Our study sample consisted of a total of 296 septic patients, including 96 patients in the EM group and 200 patients in the non-EM group. In the sIPW model, the adjusted OR for in-hospital mortality in the EM group compared to the non-EM group was 0.22 [95% CI 0.06–0.88], and the adjusted OR for ambulatory dependence at the hospital discharge was 0.24 [95% CI 0.09–0.61]. When alternative definitions of EM were tested, patients who achieved mobilization within the first 2–4 days of their ICU stays had better outcomes.

Conclusions

Achieving mobilization within the first 3 days of ICU stay was significantly associated with better outcomes. Patients with sepsis might benefit most from achieving mobilization within 2–4 days. Further studies are warranted to validate the findings.

Background

For patients admitted to the intensive care unit (ICU), introducing mobilization therapy during ICU stay can improve physical, cognitive, and psychological functioning during and after the ICU stay and prevent post-intensive care syndrome (PICS) [1,2,3,4,5,6,7]. Since patients who develop PICS experience a significant decrease in their activity levels in daily life and could even die after hospital discharge, it is clinically and economically crucial to prevent the onset and progression of PICS [8,9,10,11,12,13].

Several previous studies have shown that mobilization therapy during ICU stay contributes to preventing PICS [14,15,16,17,18,19,20,21,22]. One retrospective cohort study of ICU patients with community-acquired pneumonia showed that ICU mobilization reduced patients’ in-hospital mortality [14]. Another prospective cohort study of mechanically ventilated patients showed that about 70% of the patients who received mobilization therapy during their ICU stays were able to maintain sufficient walking function after leaving the ICU [15].

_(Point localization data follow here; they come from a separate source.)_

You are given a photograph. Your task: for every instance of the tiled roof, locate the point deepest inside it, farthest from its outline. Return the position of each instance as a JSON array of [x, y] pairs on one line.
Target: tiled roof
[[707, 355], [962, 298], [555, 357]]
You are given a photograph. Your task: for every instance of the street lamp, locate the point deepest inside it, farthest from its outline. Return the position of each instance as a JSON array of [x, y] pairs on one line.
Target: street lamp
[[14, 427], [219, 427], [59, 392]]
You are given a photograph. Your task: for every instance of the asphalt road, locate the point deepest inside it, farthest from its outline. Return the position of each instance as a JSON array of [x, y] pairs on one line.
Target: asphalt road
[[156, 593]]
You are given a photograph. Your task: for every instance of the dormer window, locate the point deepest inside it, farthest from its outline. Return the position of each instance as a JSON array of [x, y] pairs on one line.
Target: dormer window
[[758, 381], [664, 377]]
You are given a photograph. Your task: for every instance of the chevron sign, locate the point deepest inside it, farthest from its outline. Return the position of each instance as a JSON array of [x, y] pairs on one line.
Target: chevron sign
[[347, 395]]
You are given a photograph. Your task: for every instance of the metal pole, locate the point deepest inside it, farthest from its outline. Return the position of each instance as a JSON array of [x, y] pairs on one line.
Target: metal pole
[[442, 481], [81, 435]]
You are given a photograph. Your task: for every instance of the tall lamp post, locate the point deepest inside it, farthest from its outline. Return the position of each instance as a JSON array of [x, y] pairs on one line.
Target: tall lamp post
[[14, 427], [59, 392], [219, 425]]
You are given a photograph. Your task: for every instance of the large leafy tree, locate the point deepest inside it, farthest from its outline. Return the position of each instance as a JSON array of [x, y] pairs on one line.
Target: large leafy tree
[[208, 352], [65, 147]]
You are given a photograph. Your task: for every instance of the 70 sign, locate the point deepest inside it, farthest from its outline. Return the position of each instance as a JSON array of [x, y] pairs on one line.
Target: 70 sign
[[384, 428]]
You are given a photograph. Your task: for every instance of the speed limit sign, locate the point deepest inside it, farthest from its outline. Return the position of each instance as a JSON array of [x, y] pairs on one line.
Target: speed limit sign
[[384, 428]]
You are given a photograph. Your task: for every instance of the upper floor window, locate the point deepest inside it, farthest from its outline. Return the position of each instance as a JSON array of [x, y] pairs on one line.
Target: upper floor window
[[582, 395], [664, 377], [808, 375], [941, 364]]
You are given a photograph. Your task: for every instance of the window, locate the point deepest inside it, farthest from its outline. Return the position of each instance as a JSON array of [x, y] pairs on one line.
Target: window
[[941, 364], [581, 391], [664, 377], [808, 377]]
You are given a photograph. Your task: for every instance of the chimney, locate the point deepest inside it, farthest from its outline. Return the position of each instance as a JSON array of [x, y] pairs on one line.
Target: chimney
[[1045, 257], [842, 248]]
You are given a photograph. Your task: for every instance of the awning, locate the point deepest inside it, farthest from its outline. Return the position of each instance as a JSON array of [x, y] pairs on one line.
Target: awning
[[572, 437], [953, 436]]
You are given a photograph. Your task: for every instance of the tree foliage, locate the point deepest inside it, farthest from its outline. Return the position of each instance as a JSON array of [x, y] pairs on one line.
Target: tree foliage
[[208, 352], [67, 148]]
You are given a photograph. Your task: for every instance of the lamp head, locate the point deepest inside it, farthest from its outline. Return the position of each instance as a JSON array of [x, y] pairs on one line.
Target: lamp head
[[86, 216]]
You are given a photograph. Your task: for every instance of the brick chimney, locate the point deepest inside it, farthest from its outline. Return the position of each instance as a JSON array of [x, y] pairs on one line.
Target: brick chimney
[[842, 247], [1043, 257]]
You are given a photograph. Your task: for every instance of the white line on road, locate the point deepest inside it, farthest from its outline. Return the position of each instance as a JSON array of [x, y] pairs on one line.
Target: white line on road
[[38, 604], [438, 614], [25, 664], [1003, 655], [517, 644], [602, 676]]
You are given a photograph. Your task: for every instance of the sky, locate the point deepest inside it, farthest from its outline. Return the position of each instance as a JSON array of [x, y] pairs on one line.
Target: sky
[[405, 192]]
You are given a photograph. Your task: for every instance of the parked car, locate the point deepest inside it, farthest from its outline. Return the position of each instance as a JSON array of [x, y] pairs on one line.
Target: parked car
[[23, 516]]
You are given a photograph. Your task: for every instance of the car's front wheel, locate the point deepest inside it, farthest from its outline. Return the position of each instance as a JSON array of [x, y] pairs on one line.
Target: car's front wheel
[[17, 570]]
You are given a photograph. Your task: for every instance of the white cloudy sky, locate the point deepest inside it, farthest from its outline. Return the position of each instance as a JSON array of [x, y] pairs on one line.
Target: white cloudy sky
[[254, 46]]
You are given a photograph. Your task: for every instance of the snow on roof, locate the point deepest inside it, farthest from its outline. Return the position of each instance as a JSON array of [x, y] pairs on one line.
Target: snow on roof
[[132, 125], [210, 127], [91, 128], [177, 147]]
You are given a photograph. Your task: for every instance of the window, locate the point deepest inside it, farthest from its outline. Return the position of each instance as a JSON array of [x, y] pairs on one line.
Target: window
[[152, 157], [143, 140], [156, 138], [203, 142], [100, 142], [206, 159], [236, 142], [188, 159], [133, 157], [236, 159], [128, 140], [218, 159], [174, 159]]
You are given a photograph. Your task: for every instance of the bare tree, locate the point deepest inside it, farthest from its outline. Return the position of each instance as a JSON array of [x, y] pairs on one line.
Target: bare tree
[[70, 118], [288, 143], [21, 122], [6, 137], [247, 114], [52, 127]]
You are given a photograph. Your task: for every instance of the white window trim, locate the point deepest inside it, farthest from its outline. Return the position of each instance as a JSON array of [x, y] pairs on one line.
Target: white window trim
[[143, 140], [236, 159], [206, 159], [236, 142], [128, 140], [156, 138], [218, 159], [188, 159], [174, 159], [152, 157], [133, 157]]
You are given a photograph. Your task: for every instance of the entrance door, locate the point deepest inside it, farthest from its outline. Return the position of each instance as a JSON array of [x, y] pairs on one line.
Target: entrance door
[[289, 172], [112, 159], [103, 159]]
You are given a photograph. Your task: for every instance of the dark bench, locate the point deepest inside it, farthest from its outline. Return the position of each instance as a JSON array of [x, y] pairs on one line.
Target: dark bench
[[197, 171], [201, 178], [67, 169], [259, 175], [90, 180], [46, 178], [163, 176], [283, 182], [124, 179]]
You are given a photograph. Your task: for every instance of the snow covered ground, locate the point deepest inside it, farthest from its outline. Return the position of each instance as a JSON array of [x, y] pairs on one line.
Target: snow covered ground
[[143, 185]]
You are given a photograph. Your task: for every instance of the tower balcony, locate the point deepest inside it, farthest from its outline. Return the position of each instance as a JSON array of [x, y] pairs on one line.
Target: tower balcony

The optimal timing of introducing mobilization therapy during an ICU stay, however, has not been adequately discussed, and the degree of improvement in patient outcomes has varied across studies [14,15,16,17,18,19,20,21,22]. For instance, a meta-analysis of 15 randomized controlled trials (RCTs) on mobilization interventions for mechanically-ventilated ICU patients indicated that the initiation of mobilization therapy within 48–72 h of mechanical ventilation may be optimal for improving the clinical outcome of patients [16]. Other studies have also supported the potential benefits of early initiation of mobilization, such as within 72 h, rather than late initiation [14, 15, 17]. By contrast, another study on patients during the first 7 days of their ICU stays found little reduction in in-hospital mortality or improvement in physical function after ICU discharge by mobilization therapy in the ICU [22]. The adequate timing to introduce mobilization therapy during ICU stays to maximize improvement in patient outcomes remains controversial.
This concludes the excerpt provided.